In this contribution, we elaborate on the mathematical representation of flow and transport processes in functional-structural plant models within the framework of graph theory. Experimental methods are now able to visualise the 3D plant architecture and its function at high spatial and temporal resolution. With mathematical modelling, we can understand the underlying processes and the interplay between structure and function.

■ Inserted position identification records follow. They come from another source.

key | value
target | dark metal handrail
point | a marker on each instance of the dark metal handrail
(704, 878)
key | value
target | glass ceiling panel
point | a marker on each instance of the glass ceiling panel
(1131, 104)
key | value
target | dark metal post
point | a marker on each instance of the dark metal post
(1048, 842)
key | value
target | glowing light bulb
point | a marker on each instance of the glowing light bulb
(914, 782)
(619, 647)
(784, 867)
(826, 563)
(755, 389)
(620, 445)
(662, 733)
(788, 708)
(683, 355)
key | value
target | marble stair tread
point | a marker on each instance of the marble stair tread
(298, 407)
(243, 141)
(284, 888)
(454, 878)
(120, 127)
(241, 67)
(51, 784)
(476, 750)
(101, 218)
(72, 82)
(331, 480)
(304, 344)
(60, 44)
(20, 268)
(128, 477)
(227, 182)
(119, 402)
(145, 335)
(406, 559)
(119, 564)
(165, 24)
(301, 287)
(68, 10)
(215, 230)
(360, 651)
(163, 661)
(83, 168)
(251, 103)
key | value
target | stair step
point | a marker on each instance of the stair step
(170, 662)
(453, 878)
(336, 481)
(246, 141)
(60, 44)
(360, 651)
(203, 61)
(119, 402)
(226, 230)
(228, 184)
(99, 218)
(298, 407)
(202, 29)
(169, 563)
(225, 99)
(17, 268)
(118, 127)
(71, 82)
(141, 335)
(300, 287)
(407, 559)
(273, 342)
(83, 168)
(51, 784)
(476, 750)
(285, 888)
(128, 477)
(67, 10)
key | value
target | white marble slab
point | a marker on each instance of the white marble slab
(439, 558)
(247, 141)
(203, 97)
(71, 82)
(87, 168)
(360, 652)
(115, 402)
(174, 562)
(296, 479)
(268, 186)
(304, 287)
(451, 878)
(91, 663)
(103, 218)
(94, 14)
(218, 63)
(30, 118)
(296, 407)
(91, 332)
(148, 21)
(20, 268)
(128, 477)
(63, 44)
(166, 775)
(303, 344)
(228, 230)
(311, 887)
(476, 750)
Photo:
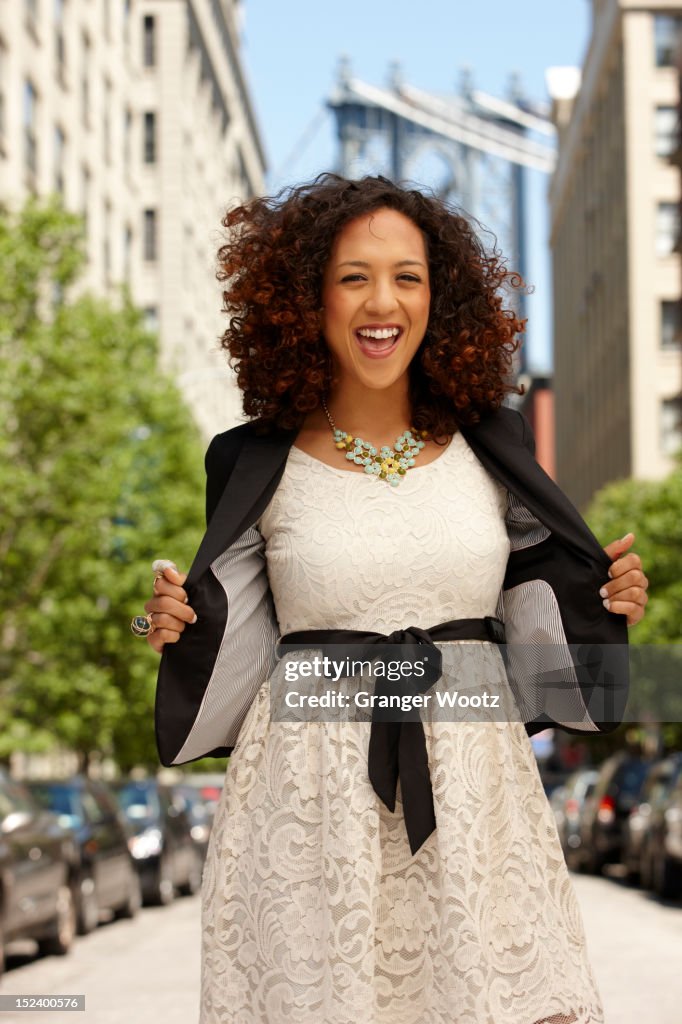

Multiple biophysical processes are described by a system of partial differential equations with suitable initial and boundary conditions, and with source terms representing the reactions of multiple components. Spatial discretization leads to a system of ordinary equations. For plant systems, the spatially discretized domain can be viewed as a mathematical tree graph (i.e. a graph without loops) and the system of ode’s that described flow and transport processes on that domain can be expressed using the corresponding incidence matrix A and the discrete Laplace operator. We demonstrate how the incidence matrix and its transpose can be suitably used to express the fundamental Kirchhoff’s law for various different transport processes. Current real application often require re-meshing of the plant mesh, efficient solvers for large problems and specific treatments for ill-conditioned problems.

The presented framework offers a clear way to describe functional-structural plant models in terms of graph theory giving an easy insight into the described mechanistic processes.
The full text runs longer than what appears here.